The album was a massive success, especially because of the No. 1 single "When I See You Smile".[2] That single was certified gold by the RIAA while the album was certified platinum. Aside from that song, the album had two other top 40 hits, "Price of Love" and "Possession", which peaked at No. 5 and No. 21, respectively.[3]
The album received generally positive reviews.
RPMs reviewer David Spodek called it "an LP full of enough hard driving rock and roll and power chords to please any AOR MD" and named "Forget Me Not" as the best cut.[4] Rock Hard gave an extremely positive review, and considered it the "best AOR album of the past six months". Pan-European magazine Music & Media found that the album full of "well-balanced, solid, melodic hard rock" and the "band seem to be at their best on the slower numbers where the quality of the hooks indicate that they could be the next big thing."[5]

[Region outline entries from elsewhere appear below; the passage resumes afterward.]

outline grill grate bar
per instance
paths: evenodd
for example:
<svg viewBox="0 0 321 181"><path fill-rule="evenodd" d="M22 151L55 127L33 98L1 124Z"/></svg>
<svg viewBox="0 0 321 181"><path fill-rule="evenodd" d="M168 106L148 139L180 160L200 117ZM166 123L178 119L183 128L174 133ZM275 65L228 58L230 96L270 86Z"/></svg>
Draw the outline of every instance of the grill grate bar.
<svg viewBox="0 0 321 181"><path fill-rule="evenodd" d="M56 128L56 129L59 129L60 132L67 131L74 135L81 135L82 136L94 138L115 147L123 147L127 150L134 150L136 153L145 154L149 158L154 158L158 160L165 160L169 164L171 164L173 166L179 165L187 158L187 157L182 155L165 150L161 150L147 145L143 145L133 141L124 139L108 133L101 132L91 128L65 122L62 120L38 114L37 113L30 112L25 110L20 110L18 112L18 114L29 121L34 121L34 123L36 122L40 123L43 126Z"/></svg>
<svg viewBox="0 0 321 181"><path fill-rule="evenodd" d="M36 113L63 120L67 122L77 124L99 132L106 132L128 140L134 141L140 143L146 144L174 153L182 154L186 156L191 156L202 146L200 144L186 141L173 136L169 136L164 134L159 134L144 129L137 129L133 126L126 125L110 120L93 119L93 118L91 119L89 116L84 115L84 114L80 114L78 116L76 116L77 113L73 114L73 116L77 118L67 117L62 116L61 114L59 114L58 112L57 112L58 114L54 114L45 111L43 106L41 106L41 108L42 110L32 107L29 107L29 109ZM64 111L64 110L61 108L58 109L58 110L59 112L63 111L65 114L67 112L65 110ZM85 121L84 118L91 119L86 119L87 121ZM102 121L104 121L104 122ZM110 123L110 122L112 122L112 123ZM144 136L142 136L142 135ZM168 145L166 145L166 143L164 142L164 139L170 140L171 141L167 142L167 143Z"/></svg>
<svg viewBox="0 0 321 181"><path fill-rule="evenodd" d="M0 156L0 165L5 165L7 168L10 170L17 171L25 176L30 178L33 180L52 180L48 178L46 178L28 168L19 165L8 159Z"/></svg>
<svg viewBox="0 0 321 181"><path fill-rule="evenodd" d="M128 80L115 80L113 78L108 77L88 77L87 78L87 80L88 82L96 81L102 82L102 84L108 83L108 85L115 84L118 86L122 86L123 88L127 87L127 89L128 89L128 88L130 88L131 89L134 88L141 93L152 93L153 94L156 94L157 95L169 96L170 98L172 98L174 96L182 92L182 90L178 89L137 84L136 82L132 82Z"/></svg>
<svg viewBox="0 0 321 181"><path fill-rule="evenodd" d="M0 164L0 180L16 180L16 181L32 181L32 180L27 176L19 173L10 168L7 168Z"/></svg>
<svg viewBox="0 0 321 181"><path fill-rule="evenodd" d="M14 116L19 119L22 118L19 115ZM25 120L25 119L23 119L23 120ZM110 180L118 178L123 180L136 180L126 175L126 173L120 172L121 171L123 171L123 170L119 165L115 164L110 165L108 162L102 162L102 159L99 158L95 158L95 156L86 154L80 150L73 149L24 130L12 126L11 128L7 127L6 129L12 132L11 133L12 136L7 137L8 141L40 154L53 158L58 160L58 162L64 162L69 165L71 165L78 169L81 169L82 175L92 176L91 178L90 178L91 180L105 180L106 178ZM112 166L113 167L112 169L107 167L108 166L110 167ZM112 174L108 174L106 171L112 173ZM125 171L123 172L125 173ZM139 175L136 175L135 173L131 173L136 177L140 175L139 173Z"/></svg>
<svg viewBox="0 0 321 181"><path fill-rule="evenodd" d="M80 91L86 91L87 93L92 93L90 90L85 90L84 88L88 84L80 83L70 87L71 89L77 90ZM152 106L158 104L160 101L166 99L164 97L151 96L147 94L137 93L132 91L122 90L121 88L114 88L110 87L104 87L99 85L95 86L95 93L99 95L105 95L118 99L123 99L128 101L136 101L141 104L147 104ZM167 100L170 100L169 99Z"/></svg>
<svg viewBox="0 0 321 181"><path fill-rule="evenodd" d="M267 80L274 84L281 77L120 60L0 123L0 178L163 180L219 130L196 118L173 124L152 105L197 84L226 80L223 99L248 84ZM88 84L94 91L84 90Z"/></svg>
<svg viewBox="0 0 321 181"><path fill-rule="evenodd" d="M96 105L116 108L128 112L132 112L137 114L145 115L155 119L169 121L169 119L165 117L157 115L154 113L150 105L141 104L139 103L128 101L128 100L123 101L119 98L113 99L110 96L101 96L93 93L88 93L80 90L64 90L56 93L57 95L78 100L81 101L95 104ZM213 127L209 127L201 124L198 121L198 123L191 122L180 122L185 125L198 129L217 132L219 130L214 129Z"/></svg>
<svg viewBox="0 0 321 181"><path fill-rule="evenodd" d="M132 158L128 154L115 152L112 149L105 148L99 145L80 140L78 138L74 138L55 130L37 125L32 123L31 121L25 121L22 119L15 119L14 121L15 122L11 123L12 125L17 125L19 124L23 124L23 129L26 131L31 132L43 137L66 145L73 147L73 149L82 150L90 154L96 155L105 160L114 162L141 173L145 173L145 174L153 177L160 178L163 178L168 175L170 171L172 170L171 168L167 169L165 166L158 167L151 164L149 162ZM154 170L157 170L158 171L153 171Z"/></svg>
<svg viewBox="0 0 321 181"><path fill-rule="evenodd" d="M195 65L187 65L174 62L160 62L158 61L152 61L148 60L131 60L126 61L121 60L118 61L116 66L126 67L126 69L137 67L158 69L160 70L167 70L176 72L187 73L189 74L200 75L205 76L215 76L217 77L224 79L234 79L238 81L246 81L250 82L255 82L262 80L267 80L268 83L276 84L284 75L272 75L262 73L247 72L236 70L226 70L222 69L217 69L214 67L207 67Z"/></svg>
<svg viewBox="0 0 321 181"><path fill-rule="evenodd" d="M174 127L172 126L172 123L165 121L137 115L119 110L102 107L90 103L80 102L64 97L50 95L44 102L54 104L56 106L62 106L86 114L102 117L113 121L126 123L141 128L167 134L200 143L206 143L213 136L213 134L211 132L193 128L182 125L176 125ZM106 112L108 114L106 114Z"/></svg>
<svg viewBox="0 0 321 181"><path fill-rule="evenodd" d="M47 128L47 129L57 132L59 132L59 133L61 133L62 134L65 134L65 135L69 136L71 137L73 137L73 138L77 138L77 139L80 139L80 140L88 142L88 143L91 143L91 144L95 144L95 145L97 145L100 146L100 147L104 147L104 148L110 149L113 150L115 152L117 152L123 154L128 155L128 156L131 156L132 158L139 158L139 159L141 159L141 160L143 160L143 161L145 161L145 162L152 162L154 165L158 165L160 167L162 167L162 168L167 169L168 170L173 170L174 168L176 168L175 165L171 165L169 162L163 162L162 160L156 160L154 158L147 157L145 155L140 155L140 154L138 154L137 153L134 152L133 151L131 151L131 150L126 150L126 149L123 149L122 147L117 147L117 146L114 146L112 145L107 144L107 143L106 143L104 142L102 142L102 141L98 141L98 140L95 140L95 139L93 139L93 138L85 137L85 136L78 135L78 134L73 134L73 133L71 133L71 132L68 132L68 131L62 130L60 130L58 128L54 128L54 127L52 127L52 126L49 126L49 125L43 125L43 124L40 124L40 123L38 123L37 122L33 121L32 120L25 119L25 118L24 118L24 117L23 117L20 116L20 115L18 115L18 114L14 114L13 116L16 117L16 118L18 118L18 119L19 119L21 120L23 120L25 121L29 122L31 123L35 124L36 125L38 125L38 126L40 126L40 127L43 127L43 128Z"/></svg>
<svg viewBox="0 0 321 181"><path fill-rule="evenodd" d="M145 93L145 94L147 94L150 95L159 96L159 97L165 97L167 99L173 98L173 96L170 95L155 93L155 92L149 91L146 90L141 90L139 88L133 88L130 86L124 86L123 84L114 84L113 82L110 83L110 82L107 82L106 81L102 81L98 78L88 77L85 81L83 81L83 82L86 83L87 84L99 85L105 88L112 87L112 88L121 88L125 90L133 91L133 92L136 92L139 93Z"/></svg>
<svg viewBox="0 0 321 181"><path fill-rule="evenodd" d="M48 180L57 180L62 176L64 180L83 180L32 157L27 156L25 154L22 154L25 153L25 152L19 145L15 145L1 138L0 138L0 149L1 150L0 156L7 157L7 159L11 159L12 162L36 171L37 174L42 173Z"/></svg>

AllMusic's Dan Heilman gave the album four stars, saying, "Amid some tailor-made power ballads lurks some decent hard rock."
LouderSound writer Dave Everley gave the album four stars, explaining the rating with "Bad English marked the end of an era, but what a last hurrah it was". Nonetheless, in 2016, "When I See You Smile" was ranked by LouderSound as the 10th-worst power ballad ever written.[6]
Musician reviewer J. D. Considine wrote simply: "Grammar is the least of their problems."[7]
"Best of What I Got" is featured during the credits to the 1989 film Tango & Cash.